A bill takes the initiative (away) 

For those Montanans who didn’t save enough Honey Nut Cheerio UPC’s to collect their political-speak decoder rings, voting on November’s ballot initiatives felt like a colorblind attempt to solve Rubik’s Cube. Sometimes misinformation was woven into the very wording of the ballot (see “Ballot fact vs. fiction,” Oct. 31, 2002, by Mike Keefe-Feldman), and sometimes the wording was simply so dense you needed an SAT tutor to translate the logic.

Now an Associated Press story reports that recently proposed House Bill 203 may add more confounding tweaks to two initiatives that passed last November: Constitutional Amendments 37 and 38, which restructure the way in which signatures are gathered to place initiatives on the ballot. Most agree that the changes C-37 and C-38 put in place will make it more difficult to put initiatives on the ballot.

For fans of Montana’s initiative process, who used the process to float controversial laws the Legislature wouldn’t touch—like a ban on game farms and the outlawing of cyanide heap leach mines—news of a House bill that would further stymie the process is disconcerting. But watchdog groups and state politicians alike say that the AP story itself needs some tweaking.

“I think the AP story blew it out of proportion,” says MontPIRG executive director David Ponder. “There are some things of concern to watch for, but overall the bill is a good thing.”

Primarily the bill would set up a system for C-37 and C-38 to run smoothly.
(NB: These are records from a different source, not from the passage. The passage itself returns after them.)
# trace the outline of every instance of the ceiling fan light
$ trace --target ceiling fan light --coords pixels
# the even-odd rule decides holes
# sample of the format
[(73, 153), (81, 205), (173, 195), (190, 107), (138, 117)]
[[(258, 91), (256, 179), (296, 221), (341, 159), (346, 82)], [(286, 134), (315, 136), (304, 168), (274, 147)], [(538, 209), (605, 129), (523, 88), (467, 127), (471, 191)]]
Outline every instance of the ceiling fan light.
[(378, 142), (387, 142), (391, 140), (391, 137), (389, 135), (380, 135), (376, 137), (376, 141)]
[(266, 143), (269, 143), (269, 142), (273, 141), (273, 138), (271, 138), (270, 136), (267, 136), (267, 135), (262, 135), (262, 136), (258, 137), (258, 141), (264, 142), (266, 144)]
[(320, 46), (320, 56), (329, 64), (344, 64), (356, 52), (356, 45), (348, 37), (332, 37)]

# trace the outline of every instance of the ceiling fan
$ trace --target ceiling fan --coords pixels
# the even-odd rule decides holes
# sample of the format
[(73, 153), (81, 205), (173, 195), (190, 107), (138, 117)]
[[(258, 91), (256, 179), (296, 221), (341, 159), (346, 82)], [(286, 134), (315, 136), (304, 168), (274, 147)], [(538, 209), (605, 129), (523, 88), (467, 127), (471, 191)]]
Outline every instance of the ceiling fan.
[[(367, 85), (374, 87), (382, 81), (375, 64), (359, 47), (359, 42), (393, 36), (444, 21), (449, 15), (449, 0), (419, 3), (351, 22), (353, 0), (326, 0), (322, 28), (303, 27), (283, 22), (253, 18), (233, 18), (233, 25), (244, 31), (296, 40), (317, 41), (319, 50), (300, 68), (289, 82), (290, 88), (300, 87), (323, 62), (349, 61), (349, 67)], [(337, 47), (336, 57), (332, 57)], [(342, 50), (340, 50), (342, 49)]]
It would also update the system to accommodate modern technology, like e-mail and fax, and allow Secretary of State Bob Brown to reject petitions that don’t fit established criteria. Ponder thinks this could cause some problems as grassroots organizations often use the Internet to distribute petitions that, if not downloaded properly, could contain glitches like crooked margins.

“If you’re off by a quarter inch or something like that on the form does the secretary of state’s office just reject those petitions?” asks Ponder.

Secretary Brown says that his office doesn’t have carte blanche to toss out petitions, but that the law dictates the signature gathering sheets conform to a pre-approved standard. He thinks this is necessary because it protects organizations working to put initiatives on the ballot from fraud lawsuits.

“We won’t do it [reject petitions] unless there is something pretty obviously wrong with them,” he says. “But if there was something wrong we could send them back and the signature gatherer could get it right before the deadline [for submitting petitions]. Now the only time petitions can be challenged might be at some kind of a court challenge after the deadline, so I guess this bill will put us in a better position to have some legal authority to say this doesn’t look right to us.”

Overall Ponder doesn’t think the bill will damage the initiative process any more than C-37 and C-38 have already done, so instead of mounting opposition to the new bill, Ponder and MontPIRG will try to stop the problem at what they consider the root, by having C-37 and C-38 declared unconstitutional. MontPIRG has already contacted attorneys they hope will spearhead the challenge, one of whom successfully challenged the constitutionality of a similar initiative in Idaho.

“It will be challenged,” says Ponder. “The only question is when.”